No he dejado de pensar en ella, sin embargo, ahora que nuestra relación es tan sólo profesor alumna, será más difícil poder estar con ella en una relación íntima, al menos que por ahora sólo sea un secreto entre los dos. Sólo el divino tiene la ultima palabra y que nos deparará el destino.
(nueva conquista)
Narra Katia
Estaba tan aburrida como siempre en el salón de profesores, a pesar de que Santiago, profesor de matemáticas, me ha seguido desde que entré a dar clases, sólo una vez estuvimos juntos, pero no significa que tengamos un romance, es de lo mas aburrido en la intimidad. Aquí nadie sabe que me cambié de ciudad, ya que me escapé de un mafioso con el que había tenido un negocio, así que mantengo mi identidad oculta como Katia Stuart. De repente un hombre guapo, que va, un dios griego, entra y en seguida me presento con él, no lleva alianza, así que supongo esta soltero, no habrá problemas para conquistarlo. Le coqueteo, sin embargo, parece no surgir efecto con él. ¿tendrá novia? Espero que no, David Jones es para mí.
Después de clases, me lo encuentro, le llamo, pero no me hace caso.
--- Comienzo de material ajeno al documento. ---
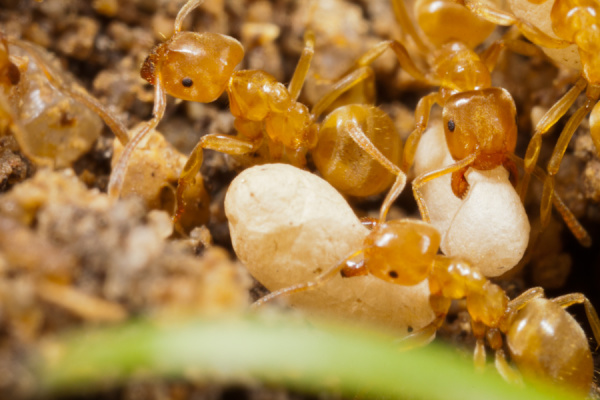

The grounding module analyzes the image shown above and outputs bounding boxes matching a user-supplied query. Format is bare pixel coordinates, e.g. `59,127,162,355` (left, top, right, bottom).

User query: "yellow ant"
109,0,432,222
0,32,129,145
253,180,600,394
465,0,600,228
338,0,590,246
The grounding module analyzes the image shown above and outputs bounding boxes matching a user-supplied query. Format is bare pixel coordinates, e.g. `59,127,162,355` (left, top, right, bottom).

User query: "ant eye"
448,120,455,132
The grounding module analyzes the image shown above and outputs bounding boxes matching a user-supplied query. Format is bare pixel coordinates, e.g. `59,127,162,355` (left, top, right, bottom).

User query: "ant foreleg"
413,153,477,222
551,293,600,346
173,134,262,223
251,249,364,309
108,76,167,200
509,154,592,247
520,78,587,200
401,92,441,172
288,31,315,100
311,67,373,119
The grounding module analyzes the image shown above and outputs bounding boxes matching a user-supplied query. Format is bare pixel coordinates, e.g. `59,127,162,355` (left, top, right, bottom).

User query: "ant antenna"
173,0,204,34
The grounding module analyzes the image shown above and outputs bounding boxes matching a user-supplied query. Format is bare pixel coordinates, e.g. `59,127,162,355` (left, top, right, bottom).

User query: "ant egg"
415,121,530,277
225,164,434,335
– Espero que te pueda conquistar pronto.
(…)
Los días pasan y he tratado de entablar una conversación con David Jones, sin embargo, se ha visto muy distraído, tal vez sea por las clases.
A la hora de la salida lo intercepto antes de que se me vuelva a escapar, se sorprende un poco y le pido que me lleve a mi casa, así estaríamos solos y podría dar el segundo paso, llevarlo a la cama y seducirlo, así que le hice el atrevimiento de invitarlo a mi departamento con el pretexto de conocernos mejor.
Le cuento de las cosas que me gustan hacer y de comida, lo miro ya que no ha dicho ni una palabra, lo llamo y reacciona, y se disculpa conmigo por no poder pasar a mi departamento, no lo esperaba. ¡D3monios!
David Jones, tu vas a ser mi nueva conquista, no pienso permitir que otra se atraviese en mi camino o sabrá de lo que puedo hacer, conmigo nadie se mete.